Le football africain a perdu l’un de ses glorieux représentants ce jeudi 15 novembre 2012. Theophile Abega, ancien milieu de terrain et capitaine du Cameroun a succombé à un malaise cardiaque à l’âge de 58 ans. Légende du football camerounais, il avait notamment mené les Lions indomptables à la victoire en Coupe d’Afrique des Nations de la CAF 1984 en Côte d’Ivoire.

Le porteur du brassard avait trouvé le chemin des filets à deux reprises au premier tour contre le Togo, puis en finale contre le Nigeria au stade Félix-Houphouët-Boigny d’Abidjan pour soulever lui-même le premier trophée continental de l’histoire du pays. Déjà deux ans auparavant, Abega était de l’aventure camerounaise en Coupe du Monde de la FIFA 1982™. Les Africains avaient certes quitté l’Espagne à l’issue du premier tour, mais ils avaient terminé l’épreuve invaincus, après trois nuls contre le Pérou (0:0), la Pologne (0:0) et l’Italie (1:1) future vainqueur.

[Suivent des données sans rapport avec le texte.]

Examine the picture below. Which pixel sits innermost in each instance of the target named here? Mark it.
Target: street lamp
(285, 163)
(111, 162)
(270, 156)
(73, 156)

"C’est avec tristesse que j’ai appris le décès de Théophile Abega, l’un des plus glorieux représentants du football africain, capitaine des Lions Indomptables, Champion d’Afrique en 1984, que j’ai eu le privilège de connaître personnellement", s'est ému le Président de la FIFA, Joseph S. Blatter, dans une lettre de condoléances adressée à son homologue de la Fédération Camerounaise de Football, Mohammed Iya. "Permettez-moi, au nom de la grande famille du football international et en mon nom propre, de vous adresser, ainsi qu’à la Fédération Camerounaise de Football, mes condoléances les plus sincères."

Adroit balle au pied, métronome du milieu de terrain dans toutes les équipes où il a évolué, c’est également par son caractère et ses qualités de leader qu’il a écrit sa légende. Surnommé Docteur, en référence à un oncle médecin qui lui prodiguait quelques conseils pour sa santé, Abega a connu ses plus belles heures au Canon de Yaoundé, où il remporta notamment deux Coupes d’Afrique des Clubs Champions, en 1978 et 1980, et trois titres de champion.

Authentique icône
Sa formidable CAN 1984 lui ouvrira ensuite les portes du championnat français, à Toulouse, puis suisse, à Vevey-Sports, mais elle lui permettra surtout d’être désigné Ballon d’Or Africain 1984. "Son meilleur souvenir est sans aucun doute le sacre de 1984 à Abidjan", se souvient son ancien coéquipier Joseph Kamga. "Et ce que sa mémoire gardera comme triste, c’est sa blessure face à la Zambie lors de la CAN 1986 en Egypte. A cause de cette blessure, il sera contraint de mettre fin à sa carrière internationale". Il raccrochera même définitivement les crampons après son aventure en Suisse, pour rentrer à Yaoundé et intégrer la direction du Canon.

Débute alors une seconde carrière où ses qualités de leader sont encore mises en valeur, puisque parallèlement à la présidence du club, il se lance en politique et est élu maire de la Commune de Yaoundé IV en 2007. Même s’il déclarait encore récemment avoir de nombreux projets, celui qui se définissait lui-même comme "une authentique icône du football camerounais" n’aura pas eu le temps de les mener à bien. Mais il aura auparavant mené le Cameroun sur le chemin de la gloire et laissé une trace indélébile dans l’histoire du beau jeu.